Ben and Henry are in that Christmas giving mood, so don’t bend over if you need to refi, just walk away, give yourself and your family some real peace of mind.

Saturday, December 01, 2007

Citigroup is Toast

Several banks are forming a consortium to make a market for SIVs. Citigroup holds about 100 billion dollars worth. Coincidently this is about the amount this group is going to raise. These instruments are a little like intestinal gas. It reminds me of the two immigrants, new to the US, taking notice of several balloons tied to an outhouse door. The one remarks to the other, “I’ve heard them, and smelled them, but this is the first time I have seen one!”

To keep the discussion polite, Citi/Shiti has some balloons for sale. They are rated as Chiti. I know we haven’t lost the short bus group, they all know the “Pull my finger drill.”

Needless to say, where does the 100 billion come from to make the SIVs fungible? The answer is so obvious that it boggles the mind, BAT GUANO FUTURES (Just Kidding). But the people out there that everyone is listening to, expecting a solution from, are part of a certified circus act.

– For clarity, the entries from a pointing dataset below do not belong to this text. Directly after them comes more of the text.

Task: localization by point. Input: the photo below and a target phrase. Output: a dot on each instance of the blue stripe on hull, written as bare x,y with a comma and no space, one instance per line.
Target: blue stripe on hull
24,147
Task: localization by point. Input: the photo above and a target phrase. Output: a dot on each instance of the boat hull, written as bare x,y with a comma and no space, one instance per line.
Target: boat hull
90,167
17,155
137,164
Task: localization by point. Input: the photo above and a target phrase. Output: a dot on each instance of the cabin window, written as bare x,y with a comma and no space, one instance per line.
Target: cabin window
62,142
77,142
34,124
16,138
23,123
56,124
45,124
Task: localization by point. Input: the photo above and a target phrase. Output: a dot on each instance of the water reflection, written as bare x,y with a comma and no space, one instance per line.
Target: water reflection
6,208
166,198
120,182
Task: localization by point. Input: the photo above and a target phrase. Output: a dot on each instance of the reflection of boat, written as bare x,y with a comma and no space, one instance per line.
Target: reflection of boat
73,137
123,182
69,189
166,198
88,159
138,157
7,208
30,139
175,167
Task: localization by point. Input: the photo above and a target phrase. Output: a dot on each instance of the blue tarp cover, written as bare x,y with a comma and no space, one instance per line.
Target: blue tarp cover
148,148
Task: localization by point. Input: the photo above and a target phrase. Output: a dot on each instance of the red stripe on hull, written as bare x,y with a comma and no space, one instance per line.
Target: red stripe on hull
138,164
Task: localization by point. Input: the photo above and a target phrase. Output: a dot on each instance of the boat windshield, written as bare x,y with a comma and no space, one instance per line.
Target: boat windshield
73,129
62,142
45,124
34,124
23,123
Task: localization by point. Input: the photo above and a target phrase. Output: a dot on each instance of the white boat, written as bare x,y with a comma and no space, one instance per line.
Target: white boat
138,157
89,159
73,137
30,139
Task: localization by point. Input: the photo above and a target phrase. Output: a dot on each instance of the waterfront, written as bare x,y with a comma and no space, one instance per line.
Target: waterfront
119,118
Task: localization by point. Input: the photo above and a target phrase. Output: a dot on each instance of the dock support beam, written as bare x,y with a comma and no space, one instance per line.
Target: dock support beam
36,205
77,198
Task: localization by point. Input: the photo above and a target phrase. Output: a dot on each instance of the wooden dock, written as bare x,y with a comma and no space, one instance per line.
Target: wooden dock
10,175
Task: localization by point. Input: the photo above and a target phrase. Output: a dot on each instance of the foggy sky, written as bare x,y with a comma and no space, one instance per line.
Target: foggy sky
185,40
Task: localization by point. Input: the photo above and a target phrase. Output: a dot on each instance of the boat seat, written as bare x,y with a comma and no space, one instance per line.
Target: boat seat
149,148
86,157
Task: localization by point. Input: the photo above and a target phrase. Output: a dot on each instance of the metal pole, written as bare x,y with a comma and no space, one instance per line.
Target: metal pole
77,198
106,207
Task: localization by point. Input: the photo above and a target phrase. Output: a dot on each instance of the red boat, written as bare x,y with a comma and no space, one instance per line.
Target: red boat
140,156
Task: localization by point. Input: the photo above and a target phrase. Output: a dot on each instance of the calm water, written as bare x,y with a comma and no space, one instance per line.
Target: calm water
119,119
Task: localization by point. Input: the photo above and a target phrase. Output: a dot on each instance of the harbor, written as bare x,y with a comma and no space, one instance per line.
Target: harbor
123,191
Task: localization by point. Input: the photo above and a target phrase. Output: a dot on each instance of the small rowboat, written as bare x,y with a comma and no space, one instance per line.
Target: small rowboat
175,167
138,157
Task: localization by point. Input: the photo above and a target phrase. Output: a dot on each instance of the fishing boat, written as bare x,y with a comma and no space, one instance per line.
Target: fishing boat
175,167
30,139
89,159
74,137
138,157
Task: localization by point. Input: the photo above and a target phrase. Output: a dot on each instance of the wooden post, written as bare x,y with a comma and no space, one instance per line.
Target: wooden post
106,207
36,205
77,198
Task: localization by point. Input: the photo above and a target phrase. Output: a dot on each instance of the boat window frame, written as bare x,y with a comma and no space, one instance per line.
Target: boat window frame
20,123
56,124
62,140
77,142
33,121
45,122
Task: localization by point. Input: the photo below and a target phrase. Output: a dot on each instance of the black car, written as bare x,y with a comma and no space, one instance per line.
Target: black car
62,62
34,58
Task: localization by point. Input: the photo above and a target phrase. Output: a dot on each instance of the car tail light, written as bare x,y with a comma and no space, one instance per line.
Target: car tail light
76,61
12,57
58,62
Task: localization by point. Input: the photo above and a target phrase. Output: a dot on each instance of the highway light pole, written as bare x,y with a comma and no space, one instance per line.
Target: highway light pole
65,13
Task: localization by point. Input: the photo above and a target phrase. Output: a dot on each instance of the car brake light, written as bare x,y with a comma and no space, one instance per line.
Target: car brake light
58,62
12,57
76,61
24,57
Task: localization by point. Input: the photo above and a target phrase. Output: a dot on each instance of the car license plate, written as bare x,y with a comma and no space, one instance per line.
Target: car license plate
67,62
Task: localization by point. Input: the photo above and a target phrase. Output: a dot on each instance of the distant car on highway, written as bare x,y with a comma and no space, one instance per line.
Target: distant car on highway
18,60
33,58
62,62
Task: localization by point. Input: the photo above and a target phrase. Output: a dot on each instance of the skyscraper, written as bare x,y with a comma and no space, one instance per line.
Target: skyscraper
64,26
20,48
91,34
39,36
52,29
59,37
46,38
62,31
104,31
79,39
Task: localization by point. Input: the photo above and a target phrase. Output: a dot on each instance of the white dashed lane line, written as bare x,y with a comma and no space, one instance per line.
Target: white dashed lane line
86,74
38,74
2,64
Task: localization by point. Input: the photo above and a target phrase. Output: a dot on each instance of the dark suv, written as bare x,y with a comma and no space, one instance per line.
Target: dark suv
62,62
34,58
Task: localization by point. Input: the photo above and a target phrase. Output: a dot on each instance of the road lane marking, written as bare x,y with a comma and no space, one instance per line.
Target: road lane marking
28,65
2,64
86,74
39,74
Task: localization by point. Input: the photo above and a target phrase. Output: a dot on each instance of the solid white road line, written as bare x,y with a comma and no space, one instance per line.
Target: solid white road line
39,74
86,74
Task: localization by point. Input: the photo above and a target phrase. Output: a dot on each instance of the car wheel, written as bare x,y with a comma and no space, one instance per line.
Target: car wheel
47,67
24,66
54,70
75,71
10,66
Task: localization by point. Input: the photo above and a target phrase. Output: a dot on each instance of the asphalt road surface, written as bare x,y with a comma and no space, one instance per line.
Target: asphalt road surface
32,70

Let’s see, you are a bank and you lost 100 billion dollars. The total cost to tax payers for the S & L fiasco of the 1990’s was only 125 billion. We have one bank with a very bad cough and more obligations on debt than the previous banking brouhaha in total.

What’s a 100 billion? The answer depends on who you ask. The one question not asked, is what bank can survive a 100 billion dollar loss? In my opinion, none. Citigroup is toast.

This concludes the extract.